A key factor in the success of the EEDC was Egypt’s new investment law. Ratified by the president on the eve of the conference, the legislation is designed to provide a transparent framework for foreign investors and remove legal uncertainties that had previously acted as a brake on investment. 

In addition to guarantees for deals signed with the government and incentives to finance labour-intensive projects, it includes provisions to slash red tape for companies investing in Egypt via the introduction of a one-stop-shop system for licences and permits. The new system was due to be implemented by the end of April for agriculture projects and will be rolled out to other sectors over the next 18 months. 

Infrastructure pledge

Not all the news from the EEDC concerned external investment. The government also used the occasion to announce the latest and most ambitious in a series of high-profile infrastructure projects – the building of a new capital. 

The proposed development, which is projected to cost $45 billion in total, was devised as a solution to the chronic congestion and overcrowding of Cairo, the current capital. Located to the east of that city, the new conurbation will cover 700 sq km and house 5 million people. It will be built by Dubai-based real estate investment fund Capital City Partners.

It will be the second major infrastructure project to be undertaken by the Sisi government, following the start last year of work on the New Suez Canal. The latter initiative, which involves the creation of an extra 72km of canal, is expected to provide a major boost to income from the waterway when it is completed later this year by slashing transit times and increasing capacity. 

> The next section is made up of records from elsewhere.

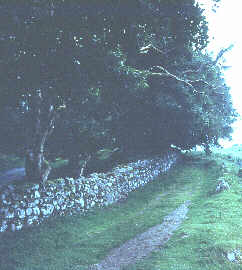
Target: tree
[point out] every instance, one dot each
(132, 57)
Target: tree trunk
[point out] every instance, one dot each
(36, 167)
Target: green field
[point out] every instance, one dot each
(212, 230)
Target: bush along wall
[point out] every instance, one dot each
(25, 206)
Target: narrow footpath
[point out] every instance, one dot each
(145, 243)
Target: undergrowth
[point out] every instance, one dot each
(213, 227)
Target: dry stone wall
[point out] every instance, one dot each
(25, 206)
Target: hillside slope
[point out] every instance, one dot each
(210, 238)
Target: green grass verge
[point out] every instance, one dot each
(213, 226)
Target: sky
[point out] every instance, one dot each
(224, 30)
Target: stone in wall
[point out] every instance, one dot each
(26, 206)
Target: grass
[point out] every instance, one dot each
(212, 229)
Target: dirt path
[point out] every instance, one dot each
(142, 245)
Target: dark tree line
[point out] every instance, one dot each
(77, 77)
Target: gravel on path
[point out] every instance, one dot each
(143, 244)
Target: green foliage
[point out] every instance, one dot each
(131, 74)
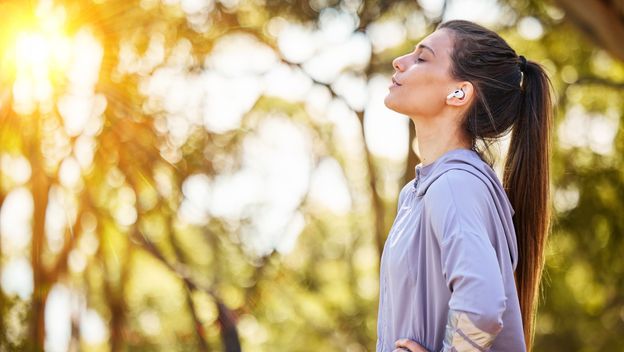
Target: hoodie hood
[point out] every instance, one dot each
(470, 161)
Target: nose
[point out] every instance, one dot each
(397, 63)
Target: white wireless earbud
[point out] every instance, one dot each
(458, 93)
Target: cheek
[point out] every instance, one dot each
(422, 96)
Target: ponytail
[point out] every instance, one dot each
(514, 96)
(527, 183)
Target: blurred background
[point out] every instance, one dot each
(209, 175)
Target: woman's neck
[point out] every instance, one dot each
(438, 136)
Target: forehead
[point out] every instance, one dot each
(440, 41)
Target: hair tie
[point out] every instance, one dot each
(522, 63)
(522, 69)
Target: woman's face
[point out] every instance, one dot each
(423, 77)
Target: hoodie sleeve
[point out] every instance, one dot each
(458, 203)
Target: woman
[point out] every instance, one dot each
(461, 267)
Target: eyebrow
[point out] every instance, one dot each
(424, 47)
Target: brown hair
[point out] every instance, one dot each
(512, 95)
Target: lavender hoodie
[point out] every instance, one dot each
(447, 268)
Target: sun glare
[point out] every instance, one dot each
(36, 55)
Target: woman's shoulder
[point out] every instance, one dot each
(458, 185)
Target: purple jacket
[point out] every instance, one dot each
(447, 268)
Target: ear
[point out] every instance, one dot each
(468, 90)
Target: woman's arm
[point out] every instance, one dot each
(459, 208)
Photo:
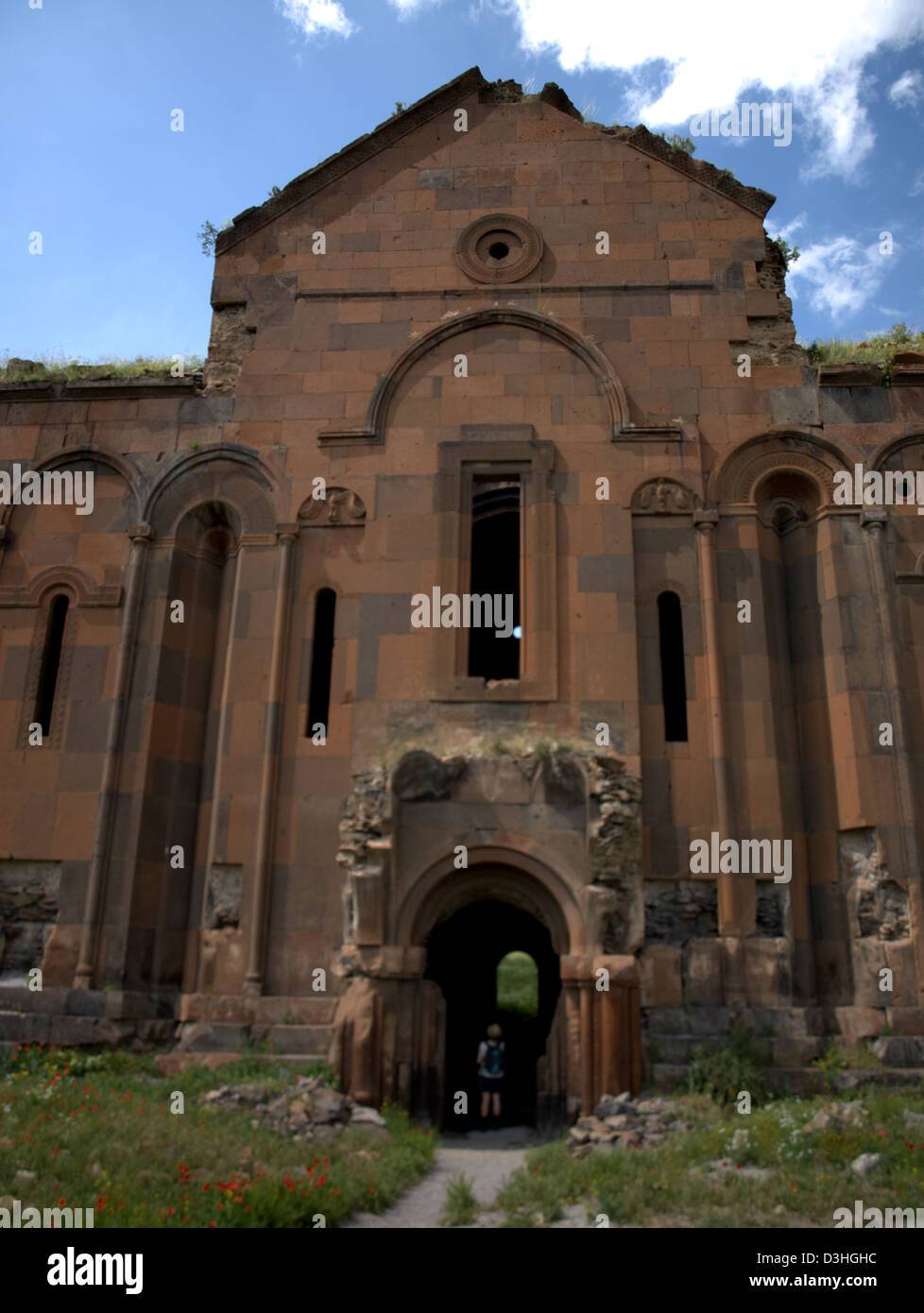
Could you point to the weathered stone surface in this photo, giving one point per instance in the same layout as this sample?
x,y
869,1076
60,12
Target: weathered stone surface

By allowing two-way travel in part of the canal, the new construction will cut the time it takes southbound ships to reach the Red Sea from the Mediterranean from 18 hours to 11. The daily capacity of the waterway will thus be increased from 49 ships to 97, while annual revenues are due to rise from the current $5.3 billion to $13.2 billion by 2023. The project also includes plans for the development of a 76,000 sq km industrial and logistics hub alongside the canal. 

Work on the new waterway began last August and is reported to be well under way. A particularly notable feature of the project is that the majority of the funding was raised from the Egyptian public. Following a television announcement by the president inviting citizens to subscribe for five-year investment certificates to finance the canal, the $8.5 billion required was raised within just eight days with the majority – 88% – being provided by retail investors.

Deficit reduction

While committing to much-needed investment in infrastructure, however, the Sisi government has earned plaudits for its otherwise restrained approach to public finances. The budget deficit, which had ballooned to 13.8% of GDP in the 2013/14 fiscal year, is gradually being brought under control thanks to major reforms to Egypt’s subsidy and tax regimes.